Monday, November 11, 2013

On the Road Again 2013 # 29

And so that is my story of how I went from Sudbury to Vancouver Island, travelled around a bit and then came home. Nothing particularly extraordinary or amazing - just what I have been doing for the past few years. Actually when I think about it, I have been travelling for quite a few years. If perhaps the stories are getting a bit boring to the reader or that eventually that all of the rides start to seem to be the same, that is only because I lack the ability to find the words so that I can share the feeling I get when I am on the road. It is, in part, the sense of absolute freedom combined with the total lack of control over any part of my existence that I find so exhilarating. But that is only part of why I do it.

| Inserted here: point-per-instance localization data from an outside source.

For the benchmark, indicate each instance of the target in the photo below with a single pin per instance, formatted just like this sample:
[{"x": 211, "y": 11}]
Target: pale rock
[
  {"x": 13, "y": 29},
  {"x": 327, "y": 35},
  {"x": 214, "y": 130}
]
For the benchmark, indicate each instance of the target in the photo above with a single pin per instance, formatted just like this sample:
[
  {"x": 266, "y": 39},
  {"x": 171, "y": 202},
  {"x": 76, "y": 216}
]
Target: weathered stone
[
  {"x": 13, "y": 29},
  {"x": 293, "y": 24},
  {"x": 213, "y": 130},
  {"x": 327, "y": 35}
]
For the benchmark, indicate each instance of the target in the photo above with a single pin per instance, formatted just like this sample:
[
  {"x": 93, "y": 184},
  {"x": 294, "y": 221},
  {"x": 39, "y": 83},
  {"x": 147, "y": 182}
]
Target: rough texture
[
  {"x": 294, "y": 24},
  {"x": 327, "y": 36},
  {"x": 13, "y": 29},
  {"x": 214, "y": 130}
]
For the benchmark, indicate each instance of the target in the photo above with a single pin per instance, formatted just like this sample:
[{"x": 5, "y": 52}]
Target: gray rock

It may be that hitchhiking is just my way of finding adventure. Perhaps people who get involved in extreme sports or climb mountains or kayak in the Arctic Ocean get the same kind of high as I do when after a few minutes or eight hours standing on the side of the road, a vehicle stops and some kind soul offers me a ride. Maybe it is just a simple as I am spending an extended time in my second childhood. I don`t know what it is - Lord knows I have lots of time to think about it when I am on the road and yet I don`t. Whether my pack is on my back or beside me on the shoulder; whether I am climbing what seems an impossibly high hill to get to a safe spot to stand or rambling along a pretty logging road I don`t think very much at all about why I am doing it. I am just doing it and that seems to be a good enough reason. There are times when it is raining, when a cold wind is blowing, or when I am stuck in a spot where I know (or at least I think I know) that I am not going to get a ride for awhile that I curse my stupidity or my silliness at some decision I have made. But I never regret doing what I am doing.

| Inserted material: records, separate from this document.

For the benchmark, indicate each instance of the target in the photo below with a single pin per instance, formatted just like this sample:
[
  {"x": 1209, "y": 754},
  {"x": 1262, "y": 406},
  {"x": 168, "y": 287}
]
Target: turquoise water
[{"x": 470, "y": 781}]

If I have to define myself - I tell people that I am a dad, a granddad and a hitchhiker. All of the other attributes don't really matter to me; they don't define me. At some point every year I wonder how much longer I will be able to travel this way; for how much longer will my body be able to manage the walking, the pack and the hard ground. But I know that every year sometime around February the urge to pack my bag and start travelling will be all consuming. I know I will have no choice but to start travelling again. It is what I am.


I have however, thought a lot about why it has taken me so long to get this story done. It is now almost mid-November and I have just finished the tale. It feels as if I have taken twice as long as I normally do. There are perhaps a couple of reasons. One is that school continues to consume me. I have a great schedule and I am teaching subjects that I like but the marking and the preparation takes a lot of my time. Secondly I have been occupied with wool a lot this fall. I started going to the Saturday Farmer's market to sell my wares and much to my delight I have been selling stuff. So much so that I have had to work relatively hard to replenish my stock. Because I had to get ready for a craft show this past weekend - I have spent most of my free time especially in the last month playing with wool. But I think the primary reason why I have been so slow in writing is that I have been wearing headphones and my capacity to think about what I want to write has been limited.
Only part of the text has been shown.